Step 1: Build llama.cpp (if not built already)¶
cd ground_segment/llama.cpp
cmake -B build \
-DBUILD_SHARED_LIBS=OFF \
-DLLAMA_BUILD_TESTS=OFF \
-DLLAMA_BUILD_EXAMPLES=OFF \
-DLLAMA_BUILD_SERVER=OFF
cmake --build build -j$(nproc)
This produces the llama-quantize binary in the build directory.
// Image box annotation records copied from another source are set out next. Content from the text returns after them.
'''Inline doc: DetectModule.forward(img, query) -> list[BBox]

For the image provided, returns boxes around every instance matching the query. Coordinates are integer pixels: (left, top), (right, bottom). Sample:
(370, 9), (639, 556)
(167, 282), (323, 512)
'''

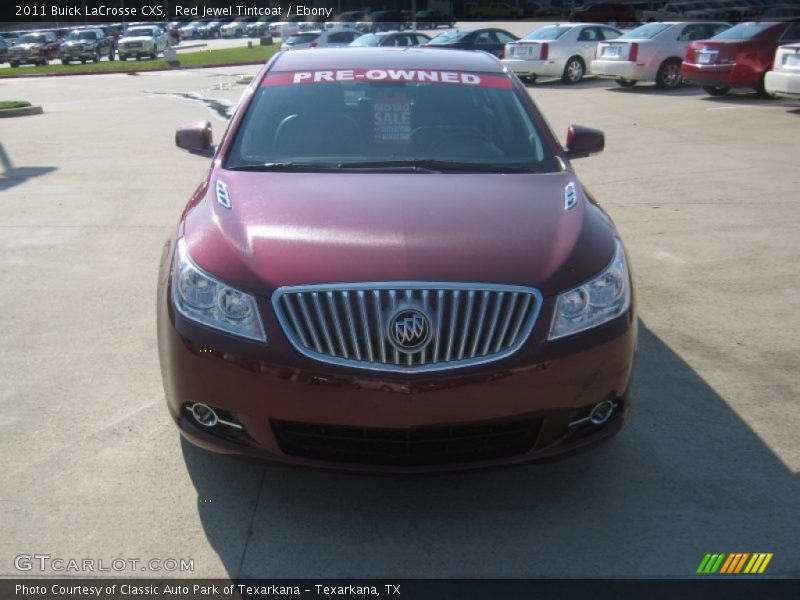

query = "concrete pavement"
(0, 67), (800, 577)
Step 2: Convert to GGUF (FP16)¶
Use the convert_hf_to_gguf.py script to convert the merged Hugging Face model to GGUF format:
# make sure you are in the uv environment
# created during data generation
cd ground_segment/training/
# using `uv run` does not work here
python ../llama.cpp/convert_hf_to_gguf.py \
./orion_merged/ \
--outfile orion-f16.gguf \
--outtype f16
This produces an FP16 GGUF file. For VLMs with a multimodal projector, the conversion also generates a separate projector file.
Step 3: Extract the Multimodal Projector¶
For vision-language models, the multimodal projector (mmproj) must be extracted separately. The conversion script typically outputs this automatically. If not, you can extract it:
python ../llama.cpp/convert_hf_to_gguf.py \
./orion_merged/ \
--outfile orion-mmproj-f16.gguf \
--outtype f16 \
--mmproj
The projector file stays in FP16 as it is small and does not need quantization.
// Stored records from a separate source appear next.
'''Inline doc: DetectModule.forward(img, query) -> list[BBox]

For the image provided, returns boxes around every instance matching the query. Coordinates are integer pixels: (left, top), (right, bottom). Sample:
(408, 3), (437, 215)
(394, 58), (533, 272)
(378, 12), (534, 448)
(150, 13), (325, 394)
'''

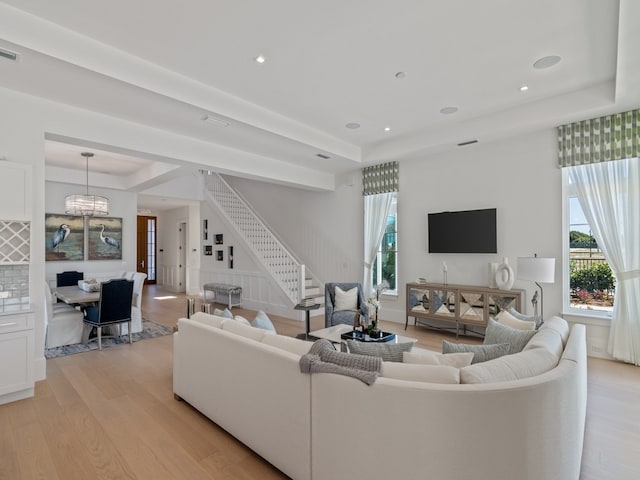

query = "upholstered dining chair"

Step 4: Quantize to Q4_K_M¶
Quantize the main model file (not the projector):
../llama.cpp/build/bin/llama-quantize orion-f16.gguf orion-q4_k_m.gguf Q4_K_M
Output Files¶
After quantization, you should have two files ready for deployment:
orion-q4_k_m.gguf: Quantized language model (Q4_K_M), approximately 730 MB.orion-mmproj-f16.gguf: Multimodal projector (FP16), approximately 814 MB.
Troubleshooting¶
Quantized model produces degraded output: Try Q5_K_M for higher quality at the cost of larger file size. Compare outputs against the FP16 GGUF to isolate whether the issue is from quantization or the fine-tuning itself.
Out of memory on Pi 5: Ensure no other large processes are running. The Q4_K_M model uses ~1.75 GB RSS (measured) on the 8 GB Pi 5, leaving ample headroom. If memory is tight, consider Q4_K_S for a slightly smaller footprint.